First off, this isn’t a carbon copy of the official Broadway and touring productions. There are new sets (wonderfully designed by Faust Peneyra), new lighting by designer Driscoll Otto (assisted by Adam Honoré) and new staging by director Bobby Garcia.
However, the sound that everyone produces is of course by the book (with on-point music direction by Ceejay Javier), exactly the signature sound we expect to hear.
Casting the gentlemen that will be singing those incredible songs, as well as telling the story, needed to be strong actors and singers, Bobby found them in Nyoy Volante (Frankie Valli), Christian Bautista (Bob Gaudio), Nino Alejandro (Nick Massi) and Markki Stroem (Tommy de Vito).
This is probably the role Nyoy was meant to play, and he does it excellently. Without a snag in that Valli falsetto, he delivers a well-rounded, emotional performance without imitation or caricature.
Christian is in great voice, always long, lanky and handsome, but he has definitely grown—and grown up—since his Tony in “West Side Story.”
Nino is better-known as a rock singer with a strong tenor voice, but he switches gears here by singing bass. He also has that Jersey accent down.

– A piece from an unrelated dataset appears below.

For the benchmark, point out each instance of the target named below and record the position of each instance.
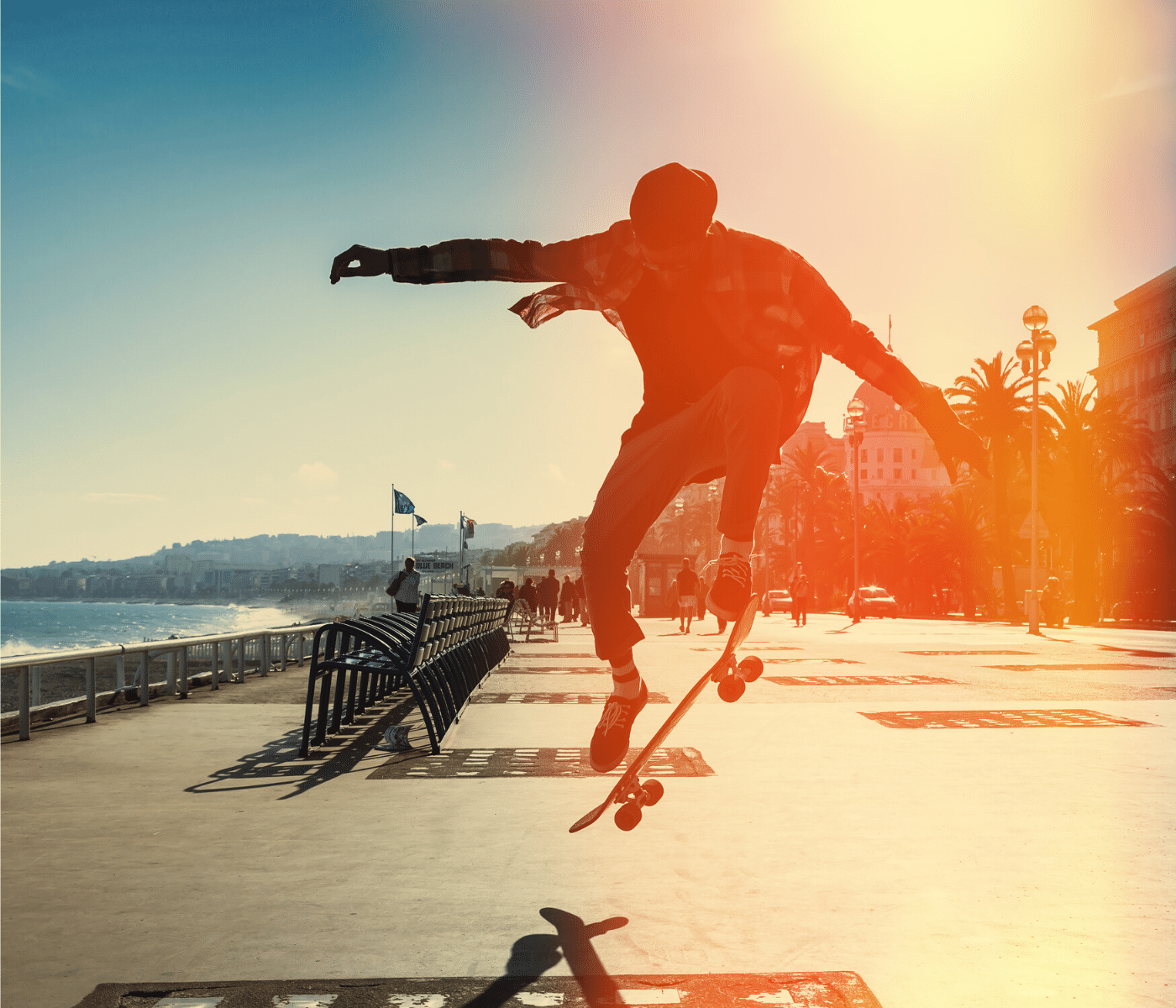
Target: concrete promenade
(1000, 834)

However, I must reserve my biggest applause for Markki. He has always been great (I’ve watched him in “Next to Normal” and “Carrie,” both for Atlantis), but his Tommy transformed him. He was no longer a boy, but a man, cast in a challenging, commanding role. Thankfully, he was up for it, and is truly a revelation.

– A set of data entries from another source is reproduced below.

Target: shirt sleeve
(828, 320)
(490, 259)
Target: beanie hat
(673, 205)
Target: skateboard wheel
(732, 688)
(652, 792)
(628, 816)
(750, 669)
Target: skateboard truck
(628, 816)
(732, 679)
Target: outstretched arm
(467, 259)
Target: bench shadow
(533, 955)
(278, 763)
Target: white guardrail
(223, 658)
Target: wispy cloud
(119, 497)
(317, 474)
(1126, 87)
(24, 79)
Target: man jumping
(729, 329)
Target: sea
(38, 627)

All the supporting roles were well-filled, too: Nelsito Gomez as Joe Pesci (yeah, that Joe Pesci) was incredibly funny; Mikkie Bradshaw-Volante as Frankie’s wife, Mary Delgado, was tough as nails one minute, and vulnerable the next; Yanah Laurel as Lorraine, the journalist Frankie falls in love with, is poised, smart and beautiful; Gianina Ocampo as Francine Valli broke my heart; and Jamie Wilson as Gyp de Carlo is such a charming mob man.
It pays to know that all of them, plus members of the talented ensemble, play a myriad of roles—and play them incredibly well!
The one issue I have with Meralco Theater is the sound. Sound designer Justin Stasiw did the best he could, but there were some glitches.
Body mics would unexpectedly be cut out, and that huge sound I would’ve wanted to hear from whenever the Seasons stood at a microphone wasn’t present (Bobby explained that when they would try to push things higher, it would result in uncomfortable feedback). However, in all the book scenes, dialogue was clear and didn’t sound overamplified, which I like.
All in all, “Jersey Boys” is a must-see! You’ll get excellent actor-singer-dancers giving the performances of their lives (I was pleasantly surprised to see the boys, who don’t normally dance, actually execute their choreography well). The standing ovations they have received thus far are all well-deserved. Come for the music, come for the story. You will not be disappointed.
Congratulations to the cast and crew of “Jersey Boys.”
(Warning: There is a lot of profanity, which can make more sensitive audiences uncomfortable. Don’t say you weren’t warned!)